L’ONG Reporter sans frontière a recensé en un an plus de 60 cas de violations des droits, allant de l’assassinat au cyberharcèlement.
Reporters sans frontières (RSF) dénonce dans un rapport rendu public lundi 5 mars et intitulé « Droit des femmes : enquêtes interdites », les risques pris par les journalistes qui enquêtent sur les droits des femmes dans le monde.
Entre 2016 et 2017, l’organisation non gouvernementale a recensé plus de 60 cas de violation des droits des journalistes répartis dans plus d’une vingtaine de pays, en raison d’enquêtes ou de reportages sur la condition des femmes. Depuis 2012, ce sont 90 exactions qui ont été dénombrées, des chiffres « bien en deçà de la réalité en raison de la peur et de la résignation de certains au point de ne pas communiquer », souligne l’ONG.
Dans 12 % des cas étudiés, les journalistes ont été tués, selon RSF, qui relate notamment les cas de la Mexicaine Miroslava Breach, assassinée en 2017 alors qu’elle couvrait depuis des années les agissements de la pègre locale et notamment les féminicides de Ciudad Juarez, et celui de l’Indienne Gauri Lankesh, rédactrice en chef d’un magazine laïc et féministe, abattue par deux hommes à moto. « Des inqualifiables assassinats commis dans une totale impunité », s’alarme l’ONG.
Les autres dangers qui guettent ceux qui enquêtent sur le droit des femmes : les emprisonnements (13 % des cas), les agressions (28 %) et la cyberviolence (43 % des cas).
Les attaques en ligne visent spécifiquement les journalistes femmes
Le cyberharcèlement est ainsi « l’exaction la plus fréquente subie par les journalistes traitant de la cause féminine. Ce fléau est un phénomène qui n’a aucune frontière, qui touche les pays pauvres tout comme les plus démocratiques », souligne RSF, qui a repéré de nombreux cas en Inde, aux Etats-Unis et en France.
Ces attaques en ligne ciblent exclusivement les journalistes femmes, contrairement aux autres exactions. « Ces cabales en ligne, qui profitent de la viralité des réseaux sociaux, constituent aujourd’hui une menace pour les journalistes à prendre très au sérieux », estime l’ONG.
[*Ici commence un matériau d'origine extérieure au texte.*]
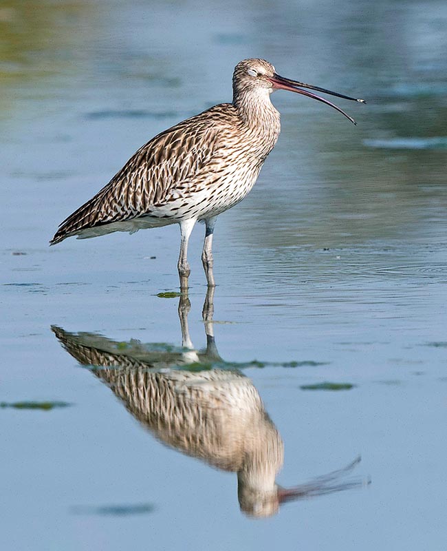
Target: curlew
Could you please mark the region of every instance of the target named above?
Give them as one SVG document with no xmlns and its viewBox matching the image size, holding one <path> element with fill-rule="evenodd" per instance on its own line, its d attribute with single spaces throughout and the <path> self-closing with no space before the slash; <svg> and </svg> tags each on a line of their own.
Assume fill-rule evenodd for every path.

En France, Reporters sans frontières revient sur le cas de la journaliste d’Europe 1 Nadia Daam, cible d’une intense campagne de cyberharcèlement, avec menaces faites à sa famille et tentative d’intrusion à son domicile, pour avoir dénoncé le sabotage du numéro de téléphone « anti-relous » destiné à aider les femmes victimes de harcèlement. Aux Etats-Unis, les journalistes traitant de la question de l’avortement sont régulièrement la cible de cyberharcèlement, regrette le rapport.
RSF fait une trentaine de recommandations dans son rapport, demandant notamment aux Etats de lutter contre l’impunité liée à ces violences et aux institutions des Nations unies de prendre en compte les dangers spécifiques auxquels les journalistes travaillant sur le droit des femmes sont exposés, en particulier les femmes journalistes.
Du côté des responsables de ces violences, RSF cite les groupes religieux, les organisations criminelles et les gouvernements autoritaires (Chine, Turquie et Egypte en tête).